Kobieta karmi piersią 5-latka i 6-latka. Nie przestanie, dopóki chłopcy nie będą gotowi
Sheryl Wynne z Wakefield w West Yorkshire (Wielka Brytania) codziennie przed szkołą, przed snem i w nocy karmi piersią swoich synów w wieku 5 i 6 lat. Uważa, że to skuteczne narzędzie rodzicielskie, które pozwala chłopcom się uspokoić.
Kiedy przestać karmić piersią?
Oryginalnie planowała zaprzestać karmienia piersią, gdy straszy z chłopców – Riley – skończy 3 lata. Gdy nadszedł ten czas, Riley się sprzeciwił i zadeklarował, że chce być karmiony piersią do 10. roku życia. Choć Sheryl powiedziała, że nie ma na to szans, to postanowiła, że przestanie karmić, gdy chłopcy będą na to gotowi.
Decyzja nie należy wyłącznie do mnie. To rodzaj związku, ponieważ robimy to wspólnie.
Sheryl jest doulą (doradczynią laktacyjnią) oraz trenerką hipnoporodu (uczy technik pozwalających łagodniej przejść poród). Jej pierwszy poród był bardzo ciężki i bliskość, jaką daje karmienie piersią, pozwoliła jej przezwyciężyć traumę. Matka zauważa szereg korzyści płynących z tak długiego karmienia, a przede wszystkim wskazuje na niezwykłą więź, jaką ma z synami.
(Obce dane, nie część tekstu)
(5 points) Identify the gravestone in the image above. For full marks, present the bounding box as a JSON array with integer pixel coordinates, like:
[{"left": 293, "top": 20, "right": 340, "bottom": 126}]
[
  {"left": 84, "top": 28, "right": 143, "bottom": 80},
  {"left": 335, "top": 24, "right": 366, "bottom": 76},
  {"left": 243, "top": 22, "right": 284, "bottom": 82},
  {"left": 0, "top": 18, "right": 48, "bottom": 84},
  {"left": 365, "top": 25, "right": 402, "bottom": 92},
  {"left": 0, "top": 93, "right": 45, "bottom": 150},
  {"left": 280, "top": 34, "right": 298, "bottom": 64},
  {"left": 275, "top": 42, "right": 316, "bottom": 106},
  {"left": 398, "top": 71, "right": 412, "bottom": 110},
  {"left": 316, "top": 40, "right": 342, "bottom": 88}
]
Karmienie piersią pozwoliło mi podtrzymać tę więź i miałam gdzieś z tyłu głowy, że chcę karmić w tandemie. To magiczne i wzmacniające uczucie – móc zapewnić to co najważniejsze dwójce dzieci jednocześnie. (…) To było naprawdę przyjemne uczucie, gdy mogliśmy to robić razem, we trójkę. Riley wyciągał dłoń i głaskał Mylo po glowie lub trzymał go za rękę i wtedy czułam, że tak właśnie powinno być.
Od kiedy chłopcy są już więksi, Sheryl nie karmi ich w tandemie. Zanim młodszy z nich – Mylo – poszedł do przedszkola, często prosił o pierś także na placu zabaw. Starszy tego nie robił, ponieważ czuł się zakłopotany opinią innych ludzi. Mama chłopców przyznaje, że spotykała się z negatywnymi stanowiskami ze strony obcych jak i rodziny. Bliscy pytali ją, czy nie uważa, że powinna już przestać.
Kwestionują, czy zachowanie moich dzieci ma coś wspólnego z karmieniem piersią.
Choć brytyjska mama przyznaje, że czasami ma dość i myśli o momencie, kiedy skończy już karmić, cieszy się, że może dzieciom zapewnić taki rodzaj bliskości. Pierś jest dla nich zbawienna gdy są chorzy, a chłopcy chętnie się do niej tulą także poza porami karmienia. Sheryl uważa, że takie karmienia jest naturalne, wbrew temu, co sądzi o tym społeczeństwo.